Two astronauts should set foot on the Moon and spend 6 days there. For the year 2028, there are plans to start assembling the first extraterrestrial space station as part of the Artemis 4 mission.
Something similar to the International Space Station (ISS) that has been orbiting the Earth for the past 25 years, only the Lunar Gateway would of course be in orbit around the Moon.
In 2029, Artemis 5 is expected, as part of which the arrival to the lunar space station and the landing of astronauts with a lunar terrain vehicle on the South Pole of the Moon would be realized.
Of course, knowing NASA’s past practice and bearing in mind the dates, almost certainly all these planned years can be moved by at least one to two years, as well as the fact that Artemis 1 itself has already been delayed.
Each movement of one of the five steps in front of us also pushes the delay of the next ones. What is definitely unquestionable is that the outlined plan will actually be implemented. NASA is the most serious space agency in the world and there is no doubt that they will keep pushing on in the race.

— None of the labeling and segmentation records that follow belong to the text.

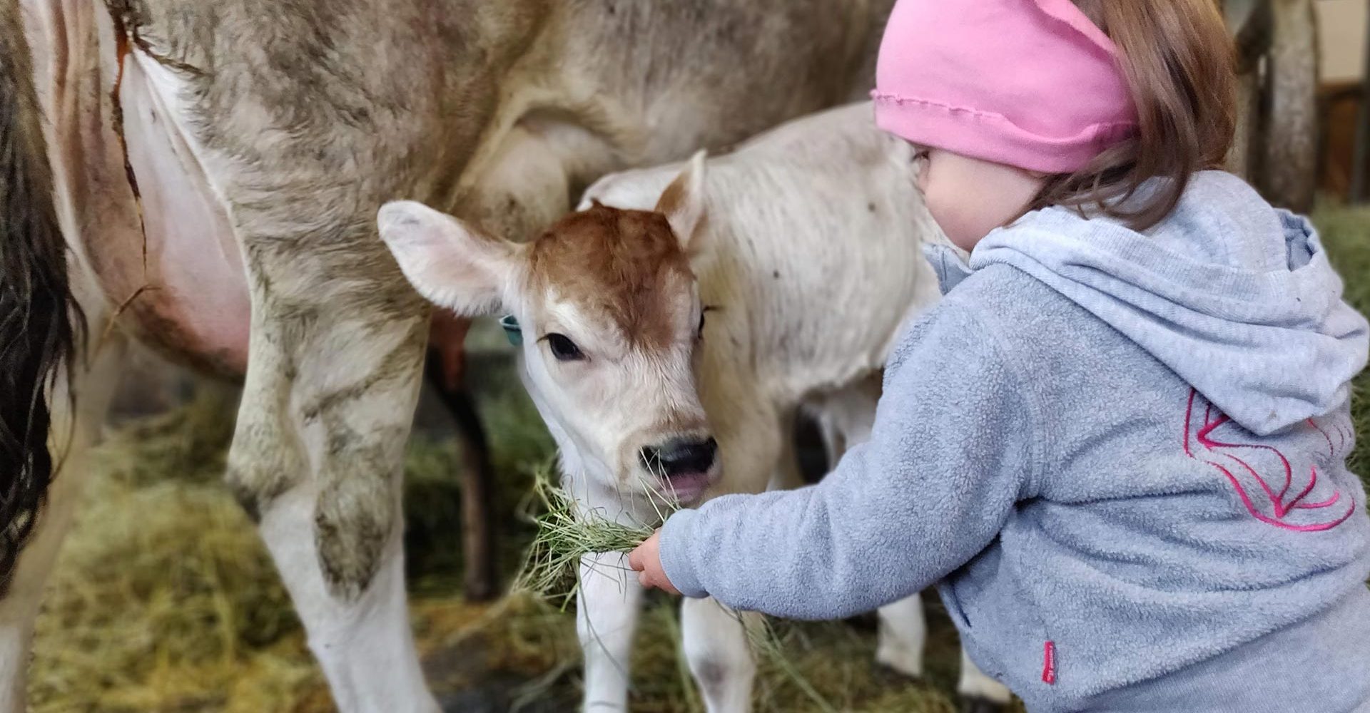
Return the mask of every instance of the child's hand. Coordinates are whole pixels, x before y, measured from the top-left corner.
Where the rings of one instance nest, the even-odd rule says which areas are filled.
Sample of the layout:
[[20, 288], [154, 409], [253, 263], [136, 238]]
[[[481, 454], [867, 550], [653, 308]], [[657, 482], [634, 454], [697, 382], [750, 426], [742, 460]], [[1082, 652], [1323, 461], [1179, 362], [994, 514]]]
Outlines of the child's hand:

Cold War era vs the 21st century space race
In the shadow of economic crises and various global topics that the world’s media bombard us with daily, the race to conquer space is heating up more and more.
Unlike the sixties of the last century, when it was a matter of prestige, showing competition between two socio-economic systems, today it mostly passes under the radar of the average inhabitant of planet Earth.
Compared to the Cold War era, newspapers are certainly more available and also information from the agencies themselves. Video streams of launches and landings are a routine thing today, detailed plans and clearly presented goals for the future are also some of the conveniences that make it possible to follow the events from any corner of the world.
A new thing is the emergence of private capital, which has more and more serious plans and greatly exceeds the capabilities of numerous state space agencies.
Still, patience is necessary for developments in this field. With the departure of generations of engineers and scientists who worked on programs from the sixties, some things were neglected and somewhat forgotten. Some countries are trying to master technologies for the first time.
Security measures are much higher than in those days. Nevertheless, the results are already tangible and the crowd on the Moon is getting bigger!